Middle ear infections, also known as otitis media, develop most often after an infection of the throat or the upper respiratory tract. The middle ear is the space behind the eardrum and is connected to the throat through the eustachian tube. Inflammation or infection in the upper respiratory tract can spread to the eustachian tube, causing it to swell. This leads to blockage and trapping of fluid in the middle ear, which can serve as a medium for bacterial or viral infection.
Middle ear infections are more common in children under 7 years. This is because the eustachian tube is short, soft, and almost horizontal in young children. According to the Agency for Healthcare Research and Quality, AHRQ, middle ear infections affect nearly 12 percent of children under 18 years 1. The following are the most common symptoms of middle ear infections.

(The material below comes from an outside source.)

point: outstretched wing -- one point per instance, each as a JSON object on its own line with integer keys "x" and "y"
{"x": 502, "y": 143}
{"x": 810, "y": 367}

Symptom #1: Dulled Hearing
Dulled hearing is one of the most common middle ear infection symptoms. This dull feeling occurs when the inner ear is full of fluid – the pressure from the fluid on the eardrum interferes with its free vibration. This means that the sound reaching the eardrum is subdued and the signal reaching the brain is similarly dulled.
You can try to reduce the pressure in the middle ear with steam. To do this, put boiling water into a large basin; using a large towel, cover your head and lean over the basin so that you can inhale the steam. Make sure that your face is not too close to the hot water to avoid steam burns. Inhale the steam for about 15 minutes. Repeat several times per day as necessary.